In a video of the incident, the mayor can be seen quickly losing his temper, rising to his feet and unleashing a stream of profanities. Then, he steps forward, and slaps Claro hard in the face.
That mayor was Rodolfo Hernández, and on Sunday he could be elected president of Colombia.
“It seems to me that he is not mentally well,” Claro told the Guardian. “I consider him to be a sociopath.”
Hernández, a 77-year-old businessman, likes to offend. He routinely releases foul-mouthed diatribes on social media, has admitted to not knowing much of Colombia, and once described Adolf Hitler as “a great German thinker”.
He has claimed that “the ideal would be for women to dedicate themselves to raising their children,” and called Venezuelan women “factories of poor children”.
He was initially written off as an oddball outsider, but last month shocked the country by making it through to Sunday’s run-off election, where he will face Gustavo Petro, a former urban guerrilla, and what has been portrayed as a battle of outsiders.
Hernández shares traits with the region’s growing gallery of personalist populists: like El Salvador’s Nayib Bukele, he has used social media (in his case, TikTok) to reach undecided voters; like Brazil’s Jair Bolsonaro he revels in crass political incorrectness; like Donald Trump, he has a history in business, a dubious comb-over and a platform that is strong on emotion but lacking in detail.
“You can compare Hernández to Louis XIV, the French king who said ‘the state is me’,” said Claro, who is supporting Petro’s campaign. “He says what people want to hear, he is erratic, he is a demagogue, he is tongue-in-cheek, he is rude, he is a mythomaniac.”
Should Petro win, he would become the first leftist president in a country where for most of the last century, political power has involved power-sharing pacts between the right and the centre-right.
But Petro, a former mayor of Bogotá, has also been accused of highhandedness, and his personal history alienates many in a conservative country where the left has long been tarred by association with the many guerrilla groups that have battled state forces and their paramilitary allies for decades.
While Petro was the frontrunner for most the campaign – and took 40% in the first round – many of his opponents are now expected to line up behind Hernández, giving the septuagenarian self-declared “king of TikTok” a strong chance of winning.
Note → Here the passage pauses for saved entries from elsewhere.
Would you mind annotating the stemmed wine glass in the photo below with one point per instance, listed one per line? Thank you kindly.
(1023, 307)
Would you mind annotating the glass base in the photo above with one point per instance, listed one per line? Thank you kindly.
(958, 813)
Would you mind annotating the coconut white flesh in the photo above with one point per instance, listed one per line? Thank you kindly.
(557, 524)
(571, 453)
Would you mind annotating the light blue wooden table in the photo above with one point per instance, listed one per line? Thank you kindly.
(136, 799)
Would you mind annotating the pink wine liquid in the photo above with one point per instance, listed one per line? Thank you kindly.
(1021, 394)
Recent polling has found the two virtually tied.
Hernández was practically unknown when he won 28% of the vote, after a campaign on social media that was heavy on bashing “elites” but light on policies.
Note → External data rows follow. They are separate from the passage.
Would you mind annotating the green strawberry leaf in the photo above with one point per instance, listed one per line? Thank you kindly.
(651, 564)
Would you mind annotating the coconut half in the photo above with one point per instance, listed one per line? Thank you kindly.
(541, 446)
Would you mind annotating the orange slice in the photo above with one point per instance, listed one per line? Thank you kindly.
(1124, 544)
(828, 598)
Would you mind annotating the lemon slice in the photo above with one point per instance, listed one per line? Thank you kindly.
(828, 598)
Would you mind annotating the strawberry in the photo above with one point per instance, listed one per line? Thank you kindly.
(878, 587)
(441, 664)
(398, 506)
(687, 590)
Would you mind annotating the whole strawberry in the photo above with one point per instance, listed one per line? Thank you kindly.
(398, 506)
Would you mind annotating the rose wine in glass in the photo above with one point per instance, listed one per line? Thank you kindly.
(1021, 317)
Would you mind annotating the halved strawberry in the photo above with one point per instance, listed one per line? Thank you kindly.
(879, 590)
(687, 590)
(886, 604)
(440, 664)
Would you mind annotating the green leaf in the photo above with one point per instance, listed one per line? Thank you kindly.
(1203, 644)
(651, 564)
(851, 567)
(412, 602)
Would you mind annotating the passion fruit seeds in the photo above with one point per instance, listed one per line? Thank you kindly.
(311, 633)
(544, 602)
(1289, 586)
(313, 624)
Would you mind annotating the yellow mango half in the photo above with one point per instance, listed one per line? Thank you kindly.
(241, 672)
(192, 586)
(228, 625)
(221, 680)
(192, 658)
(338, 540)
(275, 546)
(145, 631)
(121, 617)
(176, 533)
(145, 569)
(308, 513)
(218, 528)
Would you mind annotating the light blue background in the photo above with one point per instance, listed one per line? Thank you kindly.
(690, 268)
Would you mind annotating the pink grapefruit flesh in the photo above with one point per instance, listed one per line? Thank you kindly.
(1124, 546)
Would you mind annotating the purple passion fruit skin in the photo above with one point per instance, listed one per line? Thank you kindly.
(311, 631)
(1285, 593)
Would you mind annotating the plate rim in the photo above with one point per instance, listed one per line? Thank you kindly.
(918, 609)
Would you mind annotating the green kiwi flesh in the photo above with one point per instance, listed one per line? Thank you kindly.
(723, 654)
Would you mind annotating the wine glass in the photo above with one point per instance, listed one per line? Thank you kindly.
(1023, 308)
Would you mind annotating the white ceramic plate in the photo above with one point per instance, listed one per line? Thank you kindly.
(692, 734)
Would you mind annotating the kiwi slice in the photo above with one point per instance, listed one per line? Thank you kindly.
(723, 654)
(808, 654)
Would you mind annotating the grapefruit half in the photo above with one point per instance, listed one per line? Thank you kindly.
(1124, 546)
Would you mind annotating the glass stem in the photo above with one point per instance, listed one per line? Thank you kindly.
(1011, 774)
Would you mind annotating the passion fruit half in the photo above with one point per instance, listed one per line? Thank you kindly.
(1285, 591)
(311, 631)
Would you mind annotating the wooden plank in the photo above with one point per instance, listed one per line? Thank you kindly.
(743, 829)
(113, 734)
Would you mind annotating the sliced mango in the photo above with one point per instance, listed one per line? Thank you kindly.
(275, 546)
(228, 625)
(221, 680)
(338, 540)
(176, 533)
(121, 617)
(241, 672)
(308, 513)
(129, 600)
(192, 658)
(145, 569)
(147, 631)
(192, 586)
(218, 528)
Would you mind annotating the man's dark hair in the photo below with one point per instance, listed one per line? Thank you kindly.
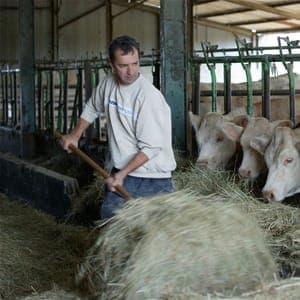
(125, 43)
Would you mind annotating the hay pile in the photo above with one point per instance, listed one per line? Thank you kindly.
(36, 252)
(177, 244)
(54, 294)
(279, 222)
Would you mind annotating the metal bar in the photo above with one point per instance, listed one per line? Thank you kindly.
(292, 92)
(196, 89)
(5, 100)
(39, 99)
(249, 58)
(89, 11)
(80, 102)
(249, 90)
(156, 74)
(207, 93)
(65, 101)
(266, 89)
(15, 105)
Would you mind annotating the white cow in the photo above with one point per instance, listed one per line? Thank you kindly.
(253, 163)
(282, 156)
(215, 147)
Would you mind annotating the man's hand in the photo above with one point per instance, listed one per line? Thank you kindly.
(68, 139)
(116, 179)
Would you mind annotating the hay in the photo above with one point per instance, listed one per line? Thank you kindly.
(36, 251)
(283, 289)
(85, 207)
(280, 223)
(177, 242)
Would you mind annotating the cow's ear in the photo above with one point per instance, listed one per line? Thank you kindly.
(241, 120)
(281, 123)
(260, 143)
(232, 131)
(195, 120)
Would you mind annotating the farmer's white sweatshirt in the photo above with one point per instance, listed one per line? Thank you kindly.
(138, 119)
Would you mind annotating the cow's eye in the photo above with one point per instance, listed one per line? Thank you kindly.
(288, 160)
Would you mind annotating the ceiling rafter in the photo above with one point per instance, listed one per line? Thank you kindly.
(244, 10)
(221, 26)
(256, 5)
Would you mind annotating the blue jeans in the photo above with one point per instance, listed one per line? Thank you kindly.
(137, 187)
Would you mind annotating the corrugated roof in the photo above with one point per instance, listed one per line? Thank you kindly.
(261, 16)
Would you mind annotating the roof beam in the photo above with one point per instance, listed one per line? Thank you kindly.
(234, 30)
(256, 5)
(243, 10)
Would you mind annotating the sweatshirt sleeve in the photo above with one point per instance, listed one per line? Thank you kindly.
(93, 107)
(153, 125)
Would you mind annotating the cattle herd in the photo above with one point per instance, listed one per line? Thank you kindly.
(270, 147)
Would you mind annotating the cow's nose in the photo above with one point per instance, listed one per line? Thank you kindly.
(202, 163)
(244, 173)
(269, 195)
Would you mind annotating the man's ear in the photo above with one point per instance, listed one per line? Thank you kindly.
(232, 131)
(260, 143)
(195, 120)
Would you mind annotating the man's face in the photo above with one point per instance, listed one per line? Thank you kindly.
(126, 66)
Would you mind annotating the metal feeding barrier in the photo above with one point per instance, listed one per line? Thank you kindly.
(61, 89)
(245, 54)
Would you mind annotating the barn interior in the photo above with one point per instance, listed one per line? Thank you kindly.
(204, 56)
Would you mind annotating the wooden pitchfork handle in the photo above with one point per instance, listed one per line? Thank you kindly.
(95, 166)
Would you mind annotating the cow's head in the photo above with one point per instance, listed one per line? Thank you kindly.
(281, 153)
(215, 147)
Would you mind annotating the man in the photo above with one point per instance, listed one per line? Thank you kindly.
(138, 127)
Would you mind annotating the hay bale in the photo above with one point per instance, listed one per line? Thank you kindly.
(36, 251)
(55, 294)
(280, 223)
(177, 242)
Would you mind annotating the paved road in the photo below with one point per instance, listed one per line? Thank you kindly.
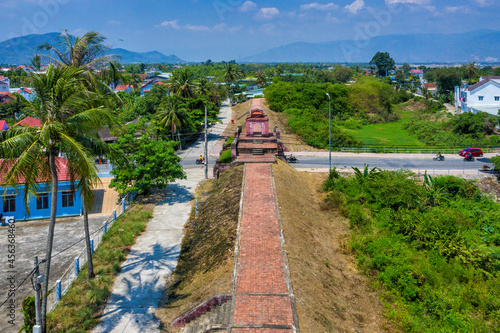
(396, 161)
(138, 288)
One of Hernández’s proposals on the campaign trail was to take any Colombian that had not been to either of its two coastlines to see the sea. He posted videos in which he posed shirtless with models brandishing a Catholic cross, or sprinkled salt over steak in the style of the internet sensation Salt Bae.
He has flip-flopped on a host of issues, walked out of interviews when they go where he doesn’t like, and promised an austere and protectionist state. He decamped to Miami at the height of the campaign, claiming he could be killed if he stayed in Colombia. And he is under investigation for corruption while campaigning on an anti-corruption platform.
But more than any particular policy, what may win the support of the Colombian establishment is the fact that he is not Petro.